Soal Kontrasepsi, Indonesia Masih Ketinggalan
Editor
Evieta Fadjar Pusporini
Sabtu, 6 Juli 2013 14:33 WIB
TEMPO.CO, Jakarta - Indonesia sebaiknya mencontoh negara-negara maju dalam menekan pertumbuhan penduduk. Negara-negara tersebut memiliki riset memadai dalam kampanye pemakaian alat kontrasepsi.
Menurut pakar kependudukan, Sugiri Syarief, alat kontrasepsi menjadi salah satu faktor utama mengontrol angka kelahiran, “Sepantasnya Indonesia meniru kesuksesan dari negara-negara maju seperti Amerika Serikat dan Australia,” ungkapnya.
Rata rata penduduk negara tersebut menggunakan alat kontrasepsi metodologi jangka panjang seperti, perangkat intrauterin (IUD) dan implant.
Mengacu data National Survey of Family Growth dirilis beberapa waktu lalu, para peneliti menemukan, sekitar 60% wanita Amerika Serikat (AS) menggunakan metode kontrasepsi efektif.

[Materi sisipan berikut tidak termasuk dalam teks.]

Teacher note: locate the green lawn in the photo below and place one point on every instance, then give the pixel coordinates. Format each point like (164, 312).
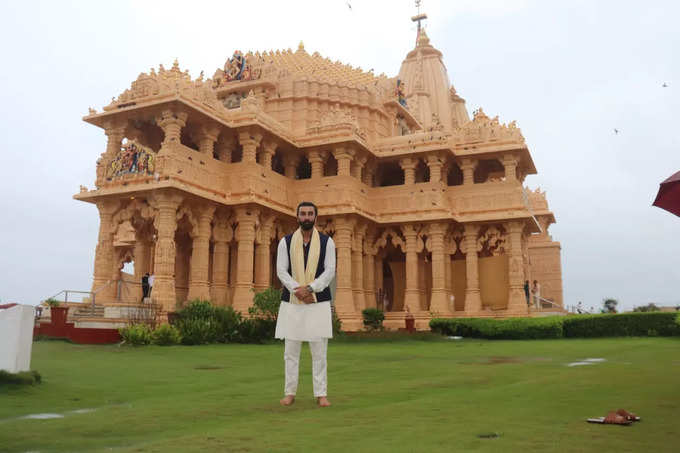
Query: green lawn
(406, 395)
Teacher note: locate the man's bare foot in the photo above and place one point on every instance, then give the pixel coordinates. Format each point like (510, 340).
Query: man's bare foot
(287, 400)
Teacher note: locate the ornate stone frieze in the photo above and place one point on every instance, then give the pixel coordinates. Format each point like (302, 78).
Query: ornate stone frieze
(485, 129)
(163, 82)
(132, 158)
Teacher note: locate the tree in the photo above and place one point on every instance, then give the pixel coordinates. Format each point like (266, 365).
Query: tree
(609, 305)
(649, 307)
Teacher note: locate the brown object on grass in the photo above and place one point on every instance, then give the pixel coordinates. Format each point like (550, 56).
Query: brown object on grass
(612, 418)
(629, 415)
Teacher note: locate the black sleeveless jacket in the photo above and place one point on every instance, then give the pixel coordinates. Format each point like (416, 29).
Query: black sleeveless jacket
(325, 294)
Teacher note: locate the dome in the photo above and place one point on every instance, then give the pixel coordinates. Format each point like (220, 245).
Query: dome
(429, 94)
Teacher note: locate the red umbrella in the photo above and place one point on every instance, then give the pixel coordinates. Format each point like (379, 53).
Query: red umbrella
(668, 197)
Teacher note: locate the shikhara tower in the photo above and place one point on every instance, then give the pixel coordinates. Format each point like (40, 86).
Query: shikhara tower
(200, 179)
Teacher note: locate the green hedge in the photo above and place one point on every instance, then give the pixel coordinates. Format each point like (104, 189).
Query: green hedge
(513, 328)
(573, 326)
(622, 325)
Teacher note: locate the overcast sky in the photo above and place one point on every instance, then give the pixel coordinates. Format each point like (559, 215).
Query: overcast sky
(569, 72)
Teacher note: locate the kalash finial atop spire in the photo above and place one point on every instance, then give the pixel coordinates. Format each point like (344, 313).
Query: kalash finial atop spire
(418, 18)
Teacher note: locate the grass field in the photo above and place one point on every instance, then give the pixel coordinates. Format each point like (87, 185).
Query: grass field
(401, 396)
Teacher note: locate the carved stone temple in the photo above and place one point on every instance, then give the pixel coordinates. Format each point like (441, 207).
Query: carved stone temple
(427, 207)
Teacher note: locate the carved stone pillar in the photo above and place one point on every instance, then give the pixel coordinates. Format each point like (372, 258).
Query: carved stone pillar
(224, 147)
(268, 150)
(356, 166)
(411, 293)
(435, 164)
(438, 300)
(369, 272)
(163, 291)
(516, 297)
(510, 164)
(344, 302)
(473, 300)
(245, 237)
(344, 158)
(409, 166)
(103, 258)
(468, 167)
(172, 124)
(199, 284)
(115, 134)
(207, 138)
(141, 263)
(290, 163)
(315, 158)
(263, 239)
(222, 235)
(369, 172)
(358, 268)
(249, 141)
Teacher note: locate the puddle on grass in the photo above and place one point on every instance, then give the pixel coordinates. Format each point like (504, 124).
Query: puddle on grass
(49, 416)
(586, 362)
(42, 416)
(488, 435)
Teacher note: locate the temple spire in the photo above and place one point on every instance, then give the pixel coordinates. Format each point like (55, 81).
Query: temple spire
(418, 18)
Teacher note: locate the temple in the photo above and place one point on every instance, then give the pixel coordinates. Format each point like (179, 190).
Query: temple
(427, 207)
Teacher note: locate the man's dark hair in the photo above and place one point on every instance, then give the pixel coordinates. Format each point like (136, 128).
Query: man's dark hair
(307, 203)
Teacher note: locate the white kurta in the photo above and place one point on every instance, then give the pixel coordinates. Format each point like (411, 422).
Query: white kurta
(305, 322)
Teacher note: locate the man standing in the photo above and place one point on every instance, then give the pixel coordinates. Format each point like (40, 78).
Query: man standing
(305, 264)
(152, 278)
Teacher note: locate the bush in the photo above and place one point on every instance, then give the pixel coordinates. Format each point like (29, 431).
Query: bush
(197, 323)
(266, 304)
(227, 323)
(197, 331)
(22, 378)
(577, 326)
(136, 334)
(621, 325)
(513, 328)
(256, 330)
(165, 335)
(373, 318)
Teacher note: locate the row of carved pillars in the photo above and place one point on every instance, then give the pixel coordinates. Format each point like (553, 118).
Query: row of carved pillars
(357, 263)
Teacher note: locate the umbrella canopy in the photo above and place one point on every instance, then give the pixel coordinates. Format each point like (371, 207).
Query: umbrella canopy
(668, 197)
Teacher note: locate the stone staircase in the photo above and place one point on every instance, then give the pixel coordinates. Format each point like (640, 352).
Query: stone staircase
(86, 312)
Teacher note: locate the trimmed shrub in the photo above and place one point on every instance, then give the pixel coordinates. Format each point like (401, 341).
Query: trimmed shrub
(621, 325)
(513, 328)
(256, 330)
(197, 323)
(22, 378)
(266, 304)
(197, 331)
(373, 318)
(136, 334)
(576, 326)
(227, 324)
(165, 335)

Selain itu, dalam studi baru bertajuk “Effectiveness of Long-Acting Reversible Contraception” oleh Winner et al. di New England Journal of Medicine menyebutkan, sekitar 50% kehamilan tidak diinginkan di Amerika Serikat akibat pemilihan kontrasepsi yang tidak konsisten dan tidak tepat.

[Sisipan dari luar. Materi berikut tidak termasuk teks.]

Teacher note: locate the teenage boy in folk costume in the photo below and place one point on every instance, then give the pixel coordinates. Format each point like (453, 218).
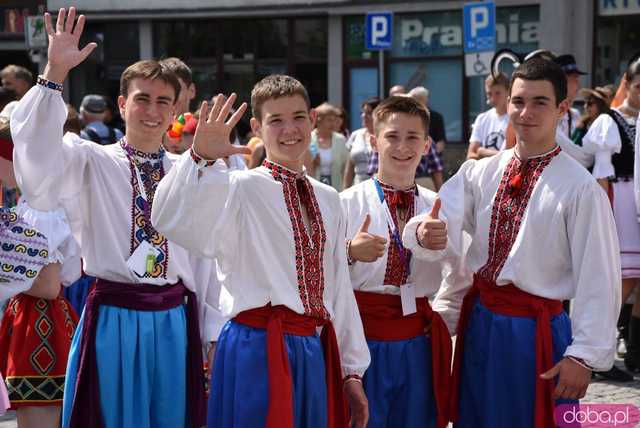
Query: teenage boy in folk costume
(278, 238)
(408, 380)
(541, 231)
(137, 350)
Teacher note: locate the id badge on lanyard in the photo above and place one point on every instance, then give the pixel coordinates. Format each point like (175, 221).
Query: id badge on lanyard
(143, 259)
(407, 291)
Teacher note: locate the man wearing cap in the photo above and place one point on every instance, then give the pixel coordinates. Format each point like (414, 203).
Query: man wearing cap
(567, 123)
(93, 113)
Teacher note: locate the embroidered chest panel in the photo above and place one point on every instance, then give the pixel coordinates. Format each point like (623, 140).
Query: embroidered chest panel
(151, 171)
(512, 198)
(397, 270)
(309, 241)
(23, 250)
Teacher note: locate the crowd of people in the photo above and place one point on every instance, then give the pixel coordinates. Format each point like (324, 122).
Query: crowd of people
(306, 275)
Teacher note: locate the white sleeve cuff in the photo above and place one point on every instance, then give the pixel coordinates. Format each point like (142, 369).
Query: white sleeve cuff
(52, 224)
(599, 359)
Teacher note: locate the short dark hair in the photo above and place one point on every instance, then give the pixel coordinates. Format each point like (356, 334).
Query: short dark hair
(498, 79)
(181, 69)
(633, 69)
(542, 69)
(400, 104)
(149, 69)
(372, 103)
(273, 87)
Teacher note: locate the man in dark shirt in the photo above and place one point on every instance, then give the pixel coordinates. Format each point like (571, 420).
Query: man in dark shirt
(431, 164)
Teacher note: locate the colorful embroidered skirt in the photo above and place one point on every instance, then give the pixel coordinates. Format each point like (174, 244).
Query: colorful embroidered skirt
(4, 398)
(624, 211)
(499, 368)
(35, 337)
(240, 386)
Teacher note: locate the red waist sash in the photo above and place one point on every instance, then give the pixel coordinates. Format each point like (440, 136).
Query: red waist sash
(382, 319)
(511, 301)
(280, 320)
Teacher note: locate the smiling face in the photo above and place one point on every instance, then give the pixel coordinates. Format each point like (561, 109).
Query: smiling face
(148, 109)
(285, 128)
(497, 96)
(534, 113)
(400, 141)
(633, 92)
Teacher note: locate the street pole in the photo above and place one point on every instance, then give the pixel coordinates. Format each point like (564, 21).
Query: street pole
(381, 73)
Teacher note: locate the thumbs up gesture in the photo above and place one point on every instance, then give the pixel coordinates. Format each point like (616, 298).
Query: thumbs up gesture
(366, 247)
(432, 232)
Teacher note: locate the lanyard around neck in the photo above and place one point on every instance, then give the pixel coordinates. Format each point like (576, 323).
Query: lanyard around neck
(405, 256)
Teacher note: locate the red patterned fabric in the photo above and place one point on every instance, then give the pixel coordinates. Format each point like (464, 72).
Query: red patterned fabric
(298, 193)
(278, 321)
(518, 180)
(35, 338)
(151, 170)
(398, 201)
(511, 301)
(382, 319)
(6, 149)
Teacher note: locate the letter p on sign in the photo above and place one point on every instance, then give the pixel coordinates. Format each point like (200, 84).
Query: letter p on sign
(479, 20)
(378, 30)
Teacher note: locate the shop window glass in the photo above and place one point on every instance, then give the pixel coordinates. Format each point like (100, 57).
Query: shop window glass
(311, 38)
(238, 78)
(202, 42)
(169, 39)
(272, 38)
(122, 42)
(363, 84)
(205, 77)
(238, 45)
(314, 77)
(443, 78)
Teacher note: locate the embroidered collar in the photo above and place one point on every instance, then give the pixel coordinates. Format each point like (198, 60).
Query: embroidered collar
(282, 171)
(139, 154)
(539, 158)
(387, 187)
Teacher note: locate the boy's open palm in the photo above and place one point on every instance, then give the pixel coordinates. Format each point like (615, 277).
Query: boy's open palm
(63, 52)
(212, 135)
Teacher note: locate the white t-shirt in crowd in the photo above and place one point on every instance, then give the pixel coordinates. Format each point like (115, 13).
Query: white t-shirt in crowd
(489, 129)
(325, 160)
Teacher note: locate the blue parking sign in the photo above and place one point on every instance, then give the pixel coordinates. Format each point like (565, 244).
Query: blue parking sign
(479, 27)
(378, 30)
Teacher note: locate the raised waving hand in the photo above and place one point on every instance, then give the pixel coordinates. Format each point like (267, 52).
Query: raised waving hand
(212, 135)
(64, 53)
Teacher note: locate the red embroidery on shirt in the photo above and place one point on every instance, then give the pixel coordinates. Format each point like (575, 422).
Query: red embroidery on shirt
(517, 183)
(396, 272)
(309, 246)
(151, 172)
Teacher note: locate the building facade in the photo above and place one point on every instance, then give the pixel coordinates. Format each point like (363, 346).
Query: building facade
(230, 44)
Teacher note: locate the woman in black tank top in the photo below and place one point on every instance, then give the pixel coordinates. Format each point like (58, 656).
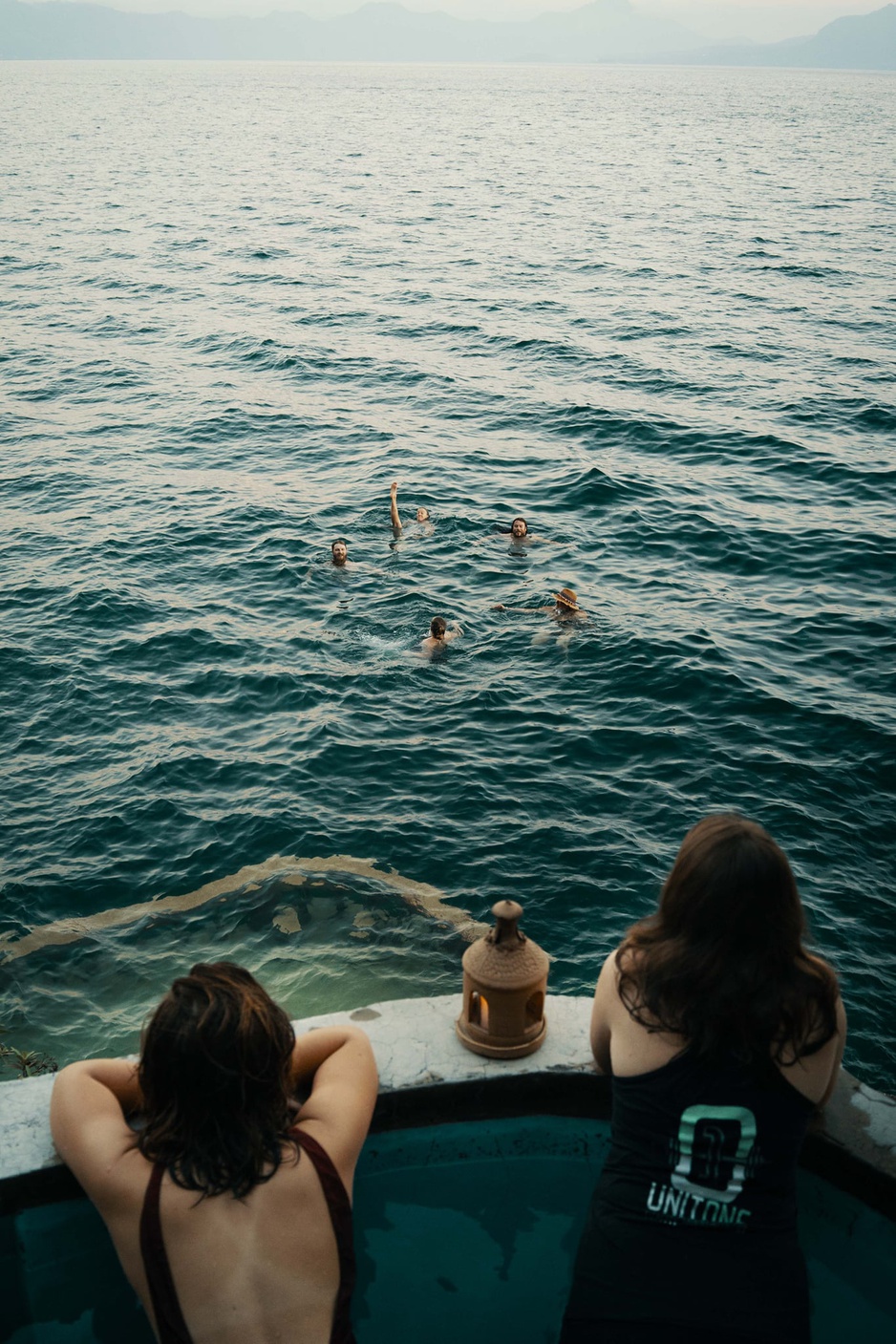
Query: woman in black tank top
(704, 1013)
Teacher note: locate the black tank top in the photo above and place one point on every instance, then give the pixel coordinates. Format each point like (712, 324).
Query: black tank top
(693, 1218)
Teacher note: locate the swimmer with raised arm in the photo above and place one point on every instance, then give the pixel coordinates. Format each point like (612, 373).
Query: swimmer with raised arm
(565, 607)
(439, 634)
(422, 514)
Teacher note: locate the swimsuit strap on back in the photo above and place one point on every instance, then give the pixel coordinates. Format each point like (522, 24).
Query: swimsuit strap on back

Para peneliti mencatat, penggunaan kontrasepsi jangka panjang reversibel (Long-Acting Reversible Contraception/LARC), seperti spiral atau susuk jauh lebih umum di negara-negara maju selain Amerika Serikat.
Secara keseluruhan, peserta yang menggunakan pil, koyo atau cincin memiliki risiko kegagalan kontrasepsi 20 kali lebih tinggi, dibandingkan mereka yang menggunakan kontrasepsi jangka panjang.

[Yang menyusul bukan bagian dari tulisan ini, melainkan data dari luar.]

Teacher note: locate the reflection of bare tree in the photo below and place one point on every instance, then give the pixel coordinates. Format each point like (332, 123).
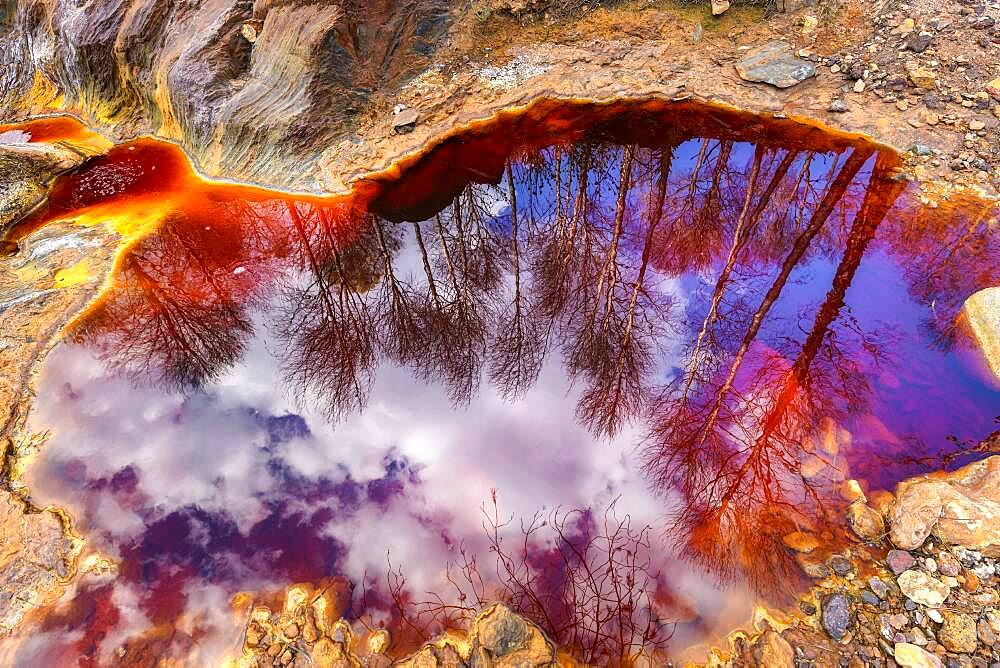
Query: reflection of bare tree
(328, 326)
(588, 582)
(178, 333)
(736, 450)
(576, 252)
(518, 348)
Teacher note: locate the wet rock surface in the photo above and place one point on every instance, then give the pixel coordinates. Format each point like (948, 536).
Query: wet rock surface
(971, 153)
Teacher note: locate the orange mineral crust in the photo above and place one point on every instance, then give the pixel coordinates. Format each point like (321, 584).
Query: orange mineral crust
(601, 363)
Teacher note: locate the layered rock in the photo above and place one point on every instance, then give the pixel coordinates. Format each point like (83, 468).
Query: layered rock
(27, 170)
(256, 86)
(37, 558)
(960, 508)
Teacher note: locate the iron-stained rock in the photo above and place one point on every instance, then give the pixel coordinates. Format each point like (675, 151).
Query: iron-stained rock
(774, 63)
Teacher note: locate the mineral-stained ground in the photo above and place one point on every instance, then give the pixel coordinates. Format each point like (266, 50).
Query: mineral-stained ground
(745, 266)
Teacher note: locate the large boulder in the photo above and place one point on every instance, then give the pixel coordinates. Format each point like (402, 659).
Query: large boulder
(982, 312)
(960, 508)
(501, 638)
(775, 64)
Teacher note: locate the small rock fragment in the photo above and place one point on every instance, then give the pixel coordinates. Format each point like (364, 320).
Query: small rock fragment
(840, 565)
(921, 77)
(836, 614)
(901, 560)
(905, 27)
(865, 521)
(918, 43)
(719, 7)
(993, 88)
(910, 656)
(801, 541)
(775, 651)
(774, 63)
(922, 588)
(958, 632)
(405, 121)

Ini lebih baik dibandingkan Indonesia yang masih mengandalkan kontrasepsi sederhana, seperti pil, kondom, dan suntik. Akibatnya, dalam 10 tahun terakhir, total fertility rate (TFR) masih stagnan sebesar 2,6 atau pasangan suami-istri di Indonesia rata-rata memiliki hampir tiga anak.
Sugiri menyatakan, untuk memaksimalkan penggunaan alat kontrasepsi, Indonesia harus mempunyai lembaga riset yang kuat."Kalau tidak, akan tertinggal karena selalu membeli hasil riset yang dihasilkan oleh negara maju,“ ungkapnya.